The new Kiyo Pro trades out the built-in light for a larger, more sensitive sensor. Without getting into the technical particulars of why, most small-sensor cameras (like those found in smartphones) break down in low light, affecting the camera’s ability to portray color accurately, for instance. In this department the Kiyo Pro does impressively well. Not only is it accurate, it also doesn’t tend to add too much contrast the way the original Kiyo did.
In more practical terms, the Kiyo Pro is also able to present a usable exposure with minimal noise. It is a fairly noisy image, especially compared to the other cameras we tested, but it’s mostly relegated to the shadows.
This is another scenario where SDR is typically going to perform better than HDR. HDR is very effective at protecting against blown-out highlights, but in low lighting you actually want to use those highlights to give a better exposure. Like backlit scenarios, I’d like to hope that nobody is doing serious work in such situations, but if push came to shove I’d prefer using the Kiyo Pro.

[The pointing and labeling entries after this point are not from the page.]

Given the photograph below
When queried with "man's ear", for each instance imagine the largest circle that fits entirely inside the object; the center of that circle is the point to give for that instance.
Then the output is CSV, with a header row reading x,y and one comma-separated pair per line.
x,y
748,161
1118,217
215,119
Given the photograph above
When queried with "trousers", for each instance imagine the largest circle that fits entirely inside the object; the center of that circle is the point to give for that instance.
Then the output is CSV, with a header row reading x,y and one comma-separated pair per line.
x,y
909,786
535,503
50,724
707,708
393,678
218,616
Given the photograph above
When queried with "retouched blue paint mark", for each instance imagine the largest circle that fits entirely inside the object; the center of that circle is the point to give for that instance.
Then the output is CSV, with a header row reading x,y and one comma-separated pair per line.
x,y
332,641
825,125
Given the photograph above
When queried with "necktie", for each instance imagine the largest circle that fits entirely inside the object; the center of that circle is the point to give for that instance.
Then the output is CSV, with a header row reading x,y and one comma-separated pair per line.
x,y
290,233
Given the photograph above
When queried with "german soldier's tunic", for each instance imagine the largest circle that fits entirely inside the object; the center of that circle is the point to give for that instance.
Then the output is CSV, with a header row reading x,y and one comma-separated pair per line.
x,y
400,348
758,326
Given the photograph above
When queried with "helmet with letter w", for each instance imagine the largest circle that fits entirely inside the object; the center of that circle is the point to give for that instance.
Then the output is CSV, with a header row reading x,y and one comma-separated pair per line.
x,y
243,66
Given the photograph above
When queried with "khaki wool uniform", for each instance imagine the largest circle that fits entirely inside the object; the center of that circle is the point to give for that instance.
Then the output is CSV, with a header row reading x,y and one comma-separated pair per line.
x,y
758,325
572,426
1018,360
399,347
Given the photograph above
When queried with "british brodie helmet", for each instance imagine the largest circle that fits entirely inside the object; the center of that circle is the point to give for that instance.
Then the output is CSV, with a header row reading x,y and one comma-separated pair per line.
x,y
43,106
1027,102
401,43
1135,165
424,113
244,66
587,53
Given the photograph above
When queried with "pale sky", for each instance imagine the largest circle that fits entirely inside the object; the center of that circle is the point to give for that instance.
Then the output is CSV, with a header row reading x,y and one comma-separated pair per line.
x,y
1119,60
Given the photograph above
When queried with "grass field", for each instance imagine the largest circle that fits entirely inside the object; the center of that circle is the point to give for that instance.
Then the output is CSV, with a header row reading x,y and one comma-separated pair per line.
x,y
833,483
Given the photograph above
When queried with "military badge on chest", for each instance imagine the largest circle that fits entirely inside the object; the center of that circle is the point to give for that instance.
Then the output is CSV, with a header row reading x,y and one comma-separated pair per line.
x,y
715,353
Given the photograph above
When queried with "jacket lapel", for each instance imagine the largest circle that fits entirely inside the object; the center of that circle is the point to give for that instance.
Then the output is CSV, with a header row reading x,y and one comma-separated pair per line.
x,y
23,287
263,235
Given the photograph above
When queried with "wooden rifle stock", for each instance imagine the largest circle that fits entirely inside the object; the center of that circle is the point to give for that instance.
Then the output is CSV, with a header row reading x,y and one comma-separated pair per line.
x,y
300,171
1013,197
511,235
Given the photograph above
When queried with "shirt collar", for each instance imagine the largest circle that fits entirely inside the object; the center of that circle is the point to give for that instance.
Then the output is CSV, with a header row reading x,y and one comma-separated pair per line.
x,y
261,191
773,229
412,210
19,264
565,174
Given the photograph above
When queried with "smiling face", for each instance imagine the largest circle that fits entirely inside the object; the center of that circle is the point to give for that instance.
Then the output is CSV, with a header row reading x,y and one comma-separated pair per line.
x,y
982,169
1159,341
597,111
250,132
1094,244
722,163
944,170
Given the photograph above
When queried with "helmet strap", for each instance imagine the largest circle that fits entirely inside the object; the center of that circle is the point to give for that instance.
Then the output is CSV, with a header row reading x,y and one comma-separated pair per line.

The Razer Kiyo Pro is one of the best webcams I’ve ever used. Its high-end hardware and easily workable software traits make it an easy recommendation, as long as you can swallow the $200 price tag. It strikes a sweet spot for those wanting an easy-to-use camera that looks great without having to take the next step to invest in a DSLR. Apart from the well-hidden HDR toggle and occasional focus-hunting, there is little to dislike. It’s a viable option for those seeking to up their Zoom game, or to have a simple, reliable, and great-performing solution for Twitch streaming.